When NBC and The Voice producers accepted you, what happened on that exciting day?
Izzy Kaye: I wasn’t with Jej and Tabon. I was actually in New York visiting a friend, and I got a call that we were going to blind auditions, and I was freaking out. It was crazy.
If I remember correctly, they called like all three of us on the same call. So we were all talking together on the phone. But, yes, it was incredible. And then I had to go out to my friend’s family and pretend that nothing had happened because I had to keep it a secret.
That had to be difficult. So you guys all picked Kelly Clarkson to be your coach mentor. Why Kelly?
Izzy Kaye: Yes, that was a tough decision. And I mean, there are still parts of me that think, ‘oh, what would’ve been like to work with Chance or Niall?’ But ultimately, we chose Kelly partly because Jej had already worked with her, and he had such a great experience with her. We were like, we know that Jej loves Kelly so much, so it would be fantastic to work with her.

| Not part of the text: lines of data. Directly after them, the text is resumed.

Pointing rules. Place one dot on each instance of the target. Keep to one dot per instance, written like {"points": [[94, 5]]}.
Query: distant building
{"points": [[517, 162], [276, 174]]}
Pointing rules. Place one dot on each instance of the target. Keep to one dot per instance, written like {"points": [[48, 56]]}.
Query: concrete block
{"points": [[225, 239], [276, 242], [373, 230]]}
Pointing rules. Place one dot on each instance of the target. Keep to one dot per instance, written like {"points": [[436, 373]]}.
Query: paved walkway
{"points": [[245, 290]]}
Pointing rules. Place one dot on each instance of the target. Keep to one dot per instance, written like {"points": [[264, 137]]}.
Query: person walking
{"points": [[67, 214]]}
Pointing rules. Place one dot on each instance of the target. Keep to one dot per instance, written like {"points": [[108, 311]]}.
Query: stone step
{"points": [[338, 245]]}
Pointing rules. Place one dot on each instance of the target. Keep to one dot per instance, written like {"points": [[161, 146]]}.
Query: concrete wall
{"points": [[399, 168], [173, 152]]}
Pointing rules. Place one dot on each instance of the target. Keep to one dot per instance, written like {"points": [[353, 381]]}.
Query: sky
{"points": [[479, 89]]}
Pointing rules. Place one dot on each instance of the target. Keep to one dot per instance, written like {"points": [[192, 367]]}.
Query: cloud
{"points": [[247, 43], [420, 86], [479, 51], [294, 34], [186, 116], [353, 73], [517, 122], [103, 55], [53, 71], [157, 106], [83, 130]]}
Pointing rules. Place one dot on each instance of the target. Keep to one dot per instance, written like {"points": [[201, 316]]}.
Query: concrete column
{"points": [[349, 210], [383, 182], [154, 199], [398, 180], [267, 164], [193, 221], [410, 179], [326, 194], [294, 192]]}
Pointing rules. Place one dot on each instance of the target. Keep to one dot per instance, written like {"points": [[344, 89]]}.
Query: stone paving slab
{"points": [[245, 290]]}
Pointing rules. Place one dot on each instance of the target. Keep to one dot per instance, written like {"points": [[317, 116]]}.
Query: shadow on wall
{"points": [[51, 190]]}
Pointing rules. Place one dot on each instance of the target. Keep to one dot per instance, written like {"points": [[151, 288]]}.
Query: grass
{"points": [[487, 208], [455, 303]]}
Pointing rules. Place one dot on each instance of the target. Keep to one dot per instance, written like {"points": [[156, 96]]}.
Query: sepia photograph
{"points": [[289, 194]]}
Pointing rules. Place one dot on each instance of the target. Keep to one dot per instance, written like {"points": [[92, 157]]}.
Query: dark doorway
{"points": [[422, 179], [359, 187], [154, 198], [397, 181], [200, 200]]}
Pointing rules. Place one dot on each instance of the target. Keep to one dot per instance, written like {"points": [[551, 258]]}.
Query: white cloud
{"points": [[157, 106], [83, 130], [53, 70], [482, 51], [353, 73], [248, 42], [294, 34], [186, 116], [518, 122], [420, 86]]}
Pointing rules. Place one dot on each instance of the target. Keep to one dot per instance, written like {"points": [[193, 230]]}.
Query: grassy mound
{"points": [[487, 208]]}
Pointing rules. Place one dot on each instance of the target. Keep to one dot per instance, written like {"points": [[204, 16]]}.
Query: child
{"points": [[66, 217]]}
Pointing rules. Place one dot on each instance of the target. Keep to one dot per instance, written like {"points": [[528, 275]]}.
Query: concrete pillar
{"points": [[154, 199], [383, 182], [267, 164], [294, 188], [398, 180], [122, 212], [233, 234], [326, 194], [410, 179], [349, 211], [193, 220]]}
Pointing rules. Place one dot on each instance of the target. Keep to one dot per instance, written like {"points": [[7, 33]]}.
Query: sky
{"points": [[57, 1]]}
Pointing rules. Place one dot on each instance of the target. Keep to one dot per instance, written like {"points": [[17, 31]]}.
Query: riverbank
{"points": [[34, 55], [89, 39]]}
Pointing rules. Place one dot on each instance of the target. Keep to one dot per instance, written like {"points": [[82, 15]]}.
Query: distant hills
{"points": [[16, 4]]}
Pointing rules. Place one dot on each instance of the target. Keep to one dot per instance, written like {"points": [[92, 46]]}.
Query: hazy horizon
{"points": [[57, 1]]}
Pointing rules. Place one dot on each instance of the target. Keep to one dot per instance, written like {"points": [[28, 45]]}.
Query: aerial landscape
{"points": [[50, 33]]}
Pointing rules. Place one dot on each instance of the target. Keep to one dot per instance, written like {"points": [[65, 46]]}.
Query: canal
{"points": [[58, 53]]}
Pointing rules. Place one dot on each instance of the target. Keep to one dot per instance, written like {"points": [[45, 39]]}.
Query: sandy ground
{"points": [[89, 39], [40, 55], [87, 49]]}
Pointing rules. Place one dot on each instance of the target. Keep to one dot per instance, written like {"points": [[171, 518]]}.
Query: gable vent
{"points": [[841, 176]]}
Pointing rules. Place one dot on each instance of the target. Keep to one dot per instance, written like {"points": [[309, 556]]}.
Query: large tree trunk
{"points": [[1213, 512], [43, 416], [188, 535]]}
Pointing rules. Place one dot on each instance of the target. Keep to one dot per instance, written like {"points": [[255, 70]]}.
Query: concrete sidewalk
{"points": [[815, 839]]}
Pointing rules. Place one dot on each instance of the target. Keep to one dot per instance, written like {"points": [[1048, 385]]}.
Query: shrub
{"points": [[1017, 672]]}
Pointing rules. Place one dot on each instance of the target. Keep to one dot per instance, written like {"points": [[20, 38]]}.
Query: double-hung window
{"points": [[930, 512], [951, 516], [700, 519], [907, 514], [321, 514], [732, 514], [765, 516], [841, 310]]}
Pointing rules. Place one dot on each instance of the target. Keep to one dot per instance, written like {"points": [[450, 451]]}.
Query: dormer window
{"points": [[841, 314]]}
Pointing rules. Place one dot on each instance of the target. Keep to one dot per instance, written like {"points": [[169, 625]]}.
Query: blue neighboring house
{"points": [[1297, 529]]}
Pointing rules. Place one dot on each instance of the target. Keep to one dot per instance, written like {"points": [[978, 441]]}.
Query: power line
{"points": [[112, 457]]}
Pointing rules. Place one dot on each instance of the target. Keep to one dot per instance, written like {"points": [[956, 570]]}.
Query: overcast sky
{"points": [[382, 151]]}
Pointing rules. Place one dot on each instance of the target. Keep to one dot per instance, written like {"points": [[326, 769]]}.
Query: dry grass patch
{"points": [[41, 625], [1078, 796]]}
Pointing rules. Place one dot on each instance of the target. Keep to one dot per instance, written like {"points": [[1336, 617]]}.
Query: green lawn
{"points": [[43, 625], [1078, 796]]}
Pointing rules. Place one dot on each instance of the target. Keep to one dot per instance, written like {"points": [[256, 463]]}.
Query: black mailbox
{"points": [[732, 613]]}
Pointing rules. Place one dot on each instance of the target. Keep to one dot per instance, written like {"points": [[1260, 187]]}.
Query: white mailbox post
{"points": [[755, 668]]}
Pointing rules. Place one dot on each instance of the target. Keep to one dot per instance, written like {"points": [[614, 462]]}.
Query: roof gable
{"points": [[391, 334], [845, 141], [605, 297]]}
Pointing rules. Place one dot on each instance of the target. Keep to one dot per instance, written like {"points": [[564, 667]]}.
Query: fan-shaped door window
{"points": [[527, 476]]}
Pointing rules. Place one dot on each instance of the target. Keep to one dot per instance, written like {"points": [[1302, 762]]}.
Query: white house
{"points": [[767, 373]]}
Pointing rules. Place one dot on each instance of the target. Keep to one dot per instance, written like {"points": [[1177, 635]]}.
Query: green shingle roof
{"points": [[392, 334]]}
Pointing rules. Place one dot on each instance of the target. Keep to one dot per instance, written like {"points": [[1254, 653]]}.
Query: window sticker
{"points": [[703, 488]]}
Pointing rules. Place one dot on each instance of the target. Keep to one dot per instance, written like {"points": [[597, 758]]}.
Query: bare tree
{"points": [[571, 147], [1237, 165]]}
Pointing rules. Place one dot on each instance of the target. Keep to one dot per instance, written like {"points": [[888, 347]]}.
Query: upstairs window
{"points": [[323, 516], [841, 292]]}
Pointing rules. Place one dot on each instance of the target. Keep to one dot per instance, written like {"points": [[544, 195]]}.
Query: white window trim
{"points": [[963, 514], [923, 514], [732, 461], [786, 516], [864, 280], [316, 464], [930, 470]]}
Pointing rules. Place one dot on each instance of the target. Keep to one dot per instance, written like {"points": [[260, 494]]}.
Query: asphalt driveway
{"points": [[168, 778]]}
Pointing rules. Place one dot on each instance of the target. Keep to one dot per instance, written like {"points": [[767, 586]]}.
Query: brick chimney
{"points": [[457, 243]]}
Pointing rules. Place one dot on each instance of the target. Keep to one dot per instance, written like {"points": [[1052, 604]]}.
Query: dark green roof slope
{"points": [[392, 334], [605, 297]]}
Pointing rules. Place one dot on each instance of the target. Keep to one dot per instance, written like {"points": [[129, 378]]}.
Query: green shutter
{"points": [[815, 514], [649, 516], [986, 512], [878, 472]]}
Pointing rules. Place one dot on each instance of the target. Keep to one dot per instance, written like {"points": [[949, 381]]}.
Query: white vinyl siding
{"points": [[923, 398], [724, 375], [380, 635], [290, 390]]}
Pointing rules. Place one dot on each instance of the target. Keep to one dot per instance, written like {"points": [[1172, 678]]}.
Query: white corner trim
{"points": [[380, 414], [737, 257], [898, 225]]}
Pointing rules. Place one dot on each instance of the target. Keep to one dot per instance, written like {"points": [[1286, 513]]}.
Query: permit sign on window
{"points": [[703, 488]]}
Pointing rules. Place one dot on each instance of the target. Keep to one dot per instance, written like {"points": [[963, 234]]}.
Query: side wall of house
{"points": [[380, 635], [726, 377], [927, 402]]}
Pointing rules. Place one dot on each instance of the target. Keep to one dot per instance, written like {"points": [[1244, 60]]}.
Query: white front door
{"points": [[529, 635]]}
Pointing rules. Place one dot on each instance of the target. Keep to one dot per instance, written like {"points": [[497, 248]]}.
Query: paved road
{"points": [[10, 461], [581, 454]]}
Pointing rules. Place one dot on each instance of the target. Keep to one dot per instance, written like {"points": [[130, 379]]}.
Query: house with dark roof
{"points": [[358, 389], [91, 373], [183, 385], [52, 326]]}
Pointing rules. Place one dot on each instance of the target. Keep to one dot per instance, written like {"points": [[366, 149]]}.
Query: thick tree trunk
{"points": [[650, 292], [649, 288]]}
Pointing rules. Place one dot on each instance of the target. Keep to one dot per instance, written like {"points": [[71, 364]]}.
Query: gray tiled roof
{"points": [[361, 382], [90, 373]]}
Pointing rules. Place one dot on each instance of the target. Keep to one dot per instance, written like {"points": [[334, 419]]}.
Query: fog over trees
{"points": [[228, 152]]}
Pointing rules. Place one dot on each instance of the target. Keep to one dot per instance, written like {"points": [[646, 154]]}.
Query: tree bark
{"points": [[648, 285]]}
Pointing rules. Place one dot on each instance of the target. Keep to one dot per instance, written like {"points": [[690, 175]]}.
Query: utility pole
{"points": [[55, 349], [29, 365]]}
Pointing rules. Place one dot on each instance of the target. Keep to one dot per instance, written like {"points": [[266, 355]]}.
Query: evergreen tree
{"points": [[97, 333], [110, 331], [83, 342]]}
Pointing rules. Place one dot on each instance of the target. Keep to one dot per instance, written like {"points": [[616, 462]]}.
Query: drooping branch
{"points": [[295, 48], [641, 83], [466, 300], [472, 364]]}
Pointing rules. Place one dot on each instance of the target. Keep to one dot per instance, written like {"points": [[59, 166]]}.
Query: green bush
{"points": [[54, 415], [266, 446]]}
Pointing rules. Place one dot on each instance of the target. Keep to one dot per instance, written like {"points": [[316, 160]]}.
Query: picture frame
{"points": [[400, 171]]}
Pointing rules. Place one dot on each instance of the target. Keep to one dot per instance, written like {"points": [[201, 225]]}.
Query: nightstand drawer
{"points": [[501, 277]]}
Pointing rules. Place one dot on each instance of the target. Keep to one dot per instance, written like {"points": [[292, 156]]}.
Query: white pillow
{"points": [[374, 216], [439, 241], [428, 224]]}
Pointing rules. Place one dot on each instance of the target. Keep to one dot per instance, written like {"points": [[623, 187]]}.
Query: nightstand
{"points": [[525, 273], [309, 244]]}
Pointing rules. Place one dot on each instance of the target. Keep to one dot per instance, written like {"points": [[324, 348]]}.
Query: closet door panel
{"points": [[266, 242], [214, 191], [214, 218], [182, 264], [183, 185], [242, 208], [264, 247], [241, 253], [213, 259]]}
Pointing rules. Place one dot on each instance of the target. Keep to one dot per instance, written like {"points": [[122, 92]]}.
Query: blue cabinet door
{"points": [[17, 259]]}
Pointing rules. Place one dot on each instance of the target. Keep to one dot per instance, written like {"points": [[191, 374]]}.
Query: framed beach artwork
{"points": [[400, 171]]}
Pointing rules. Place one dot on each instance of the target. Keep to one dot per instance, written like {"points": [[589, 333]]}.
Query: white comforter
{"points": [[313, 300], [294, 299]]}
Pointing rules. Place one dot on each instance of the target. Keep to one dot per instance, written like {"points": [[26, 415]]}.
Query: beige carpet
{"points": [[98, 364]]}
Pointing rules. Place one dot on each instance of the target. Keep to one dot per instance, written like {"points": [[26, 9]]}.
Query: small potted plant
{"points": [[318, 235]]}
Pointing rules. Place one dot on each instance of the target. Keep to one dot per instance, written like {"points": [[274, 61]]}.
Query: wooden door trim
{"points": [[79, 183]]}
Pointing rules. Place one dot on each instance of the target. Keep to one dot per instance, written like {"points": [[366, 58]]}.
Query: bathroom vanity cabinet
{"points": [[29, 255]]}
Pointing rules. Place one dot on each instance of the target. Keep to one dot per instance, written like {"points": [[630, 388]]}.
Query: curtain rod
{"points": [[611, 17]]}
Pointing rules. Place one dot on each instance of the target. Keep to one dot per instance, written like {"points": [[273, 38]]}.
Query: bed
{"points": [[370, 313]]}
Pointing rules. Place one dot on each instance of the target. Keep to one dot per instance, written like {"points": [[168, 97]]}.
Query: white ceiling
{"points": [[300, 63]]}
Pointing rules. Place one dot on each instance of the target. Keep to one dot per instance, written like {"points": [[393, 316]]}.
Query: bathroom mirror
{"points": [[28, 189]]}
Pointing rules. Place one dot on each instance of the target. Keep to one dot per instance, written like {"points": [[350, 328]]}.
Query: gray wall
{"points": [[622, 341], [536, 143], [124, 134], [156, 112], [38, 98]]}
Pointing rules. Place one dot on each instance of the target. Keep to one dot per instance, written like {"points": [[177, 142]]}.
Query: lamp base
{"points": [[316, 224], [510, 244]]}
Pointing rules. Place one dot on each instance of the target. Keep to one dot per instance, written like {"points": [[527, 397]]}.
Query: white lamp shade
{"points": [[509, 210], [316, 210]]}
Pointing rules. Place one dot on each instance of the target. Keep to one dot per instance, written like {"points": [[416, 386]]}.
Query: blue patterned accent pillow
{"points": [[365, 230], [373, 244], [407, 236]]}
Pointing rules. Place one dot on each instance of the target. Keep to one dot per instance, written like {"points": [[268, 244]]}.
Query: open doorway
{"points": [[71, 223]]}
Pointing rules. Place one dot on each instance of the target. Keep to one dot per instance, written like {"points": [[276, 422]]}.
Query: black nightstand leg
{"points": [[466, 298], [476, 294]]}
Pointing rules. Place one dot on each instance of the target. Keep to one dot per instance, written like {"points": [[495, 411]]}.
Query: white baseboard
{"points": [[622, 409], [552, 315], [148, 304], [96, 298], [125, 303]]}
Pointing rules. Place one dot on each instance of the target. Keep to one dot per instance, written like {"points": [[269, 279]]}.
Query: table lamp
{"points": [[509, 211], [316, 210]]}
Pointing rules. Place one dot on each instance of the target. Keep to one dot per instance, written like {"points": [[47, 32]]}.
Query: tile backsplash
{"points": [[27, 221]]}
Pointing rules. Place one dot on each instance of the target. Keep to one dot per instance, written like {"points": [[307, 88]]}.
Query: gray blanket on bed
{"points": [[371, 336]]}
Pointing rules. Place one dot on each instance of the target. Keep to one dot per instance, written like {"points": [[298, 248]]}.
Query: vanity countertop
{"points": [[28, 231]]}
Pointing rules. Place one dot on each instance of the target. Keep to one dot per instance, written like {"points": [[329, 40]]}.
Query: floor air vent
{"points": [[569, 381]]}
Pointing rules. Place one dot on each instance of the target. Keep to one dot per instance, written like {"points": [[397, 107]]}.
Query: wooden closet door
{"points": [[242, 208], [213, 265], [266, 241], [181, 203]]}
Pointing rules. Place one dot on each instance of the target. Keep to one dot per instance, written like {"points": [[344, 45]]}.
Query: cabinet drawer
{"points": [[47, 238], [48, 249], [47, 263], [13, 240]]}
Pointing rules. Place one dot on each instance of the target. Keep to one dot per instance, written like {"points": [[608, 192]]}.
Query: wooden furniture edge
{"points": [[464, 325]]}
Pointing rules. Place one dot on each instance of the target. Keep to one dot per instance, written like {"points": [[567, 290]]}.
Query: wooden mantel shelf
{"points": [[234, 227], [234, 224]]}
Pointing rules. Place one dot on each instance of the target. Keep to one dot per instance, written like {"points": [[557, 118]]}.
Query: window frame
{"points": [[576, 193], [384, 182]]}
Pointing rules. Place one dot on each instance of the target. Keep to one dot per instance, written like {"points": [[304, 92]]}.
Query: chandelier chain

And then one thing that stuck out to me and was kind of the deciding factor for me, and I think part of the deciding factor for the other two boys, was when she said that song selection is going be something that she cares about, and something that she’s going to prioritize with us. So Jej has a history with her, but she also talks about how song selection is essential for us because we like to stay true to our genre.
You do a lot of R&B covers with beautiful harmonies. Do you also write your original songs?
Izzy Kaye: So I have some original music under my name. Then we are working on original music and plan on releasing it later this year, which I’m excited about. So we have yet to get it out, but it’s coming.
Who are some vocalists that speak to you and your group that you admire?
Izzy Kaye: Everyone from Sandpoint would know that Ariana Grande was my huge inspiration growing up. I was such a huge Ariana Grande fan I dyed my hair red to look like her in high school. People from my hometown would laugh at that.
Growing up, she was my inspiration when I was learning how to sing and how I wanted my voice to sound. And then we, as a group, the Bee Gees were a big inspiration. Boyz II Men is a huge inspiration for us. Destiny’s Child, there are so many incredible groups out there.
Is there a genre of music you tend to avoid?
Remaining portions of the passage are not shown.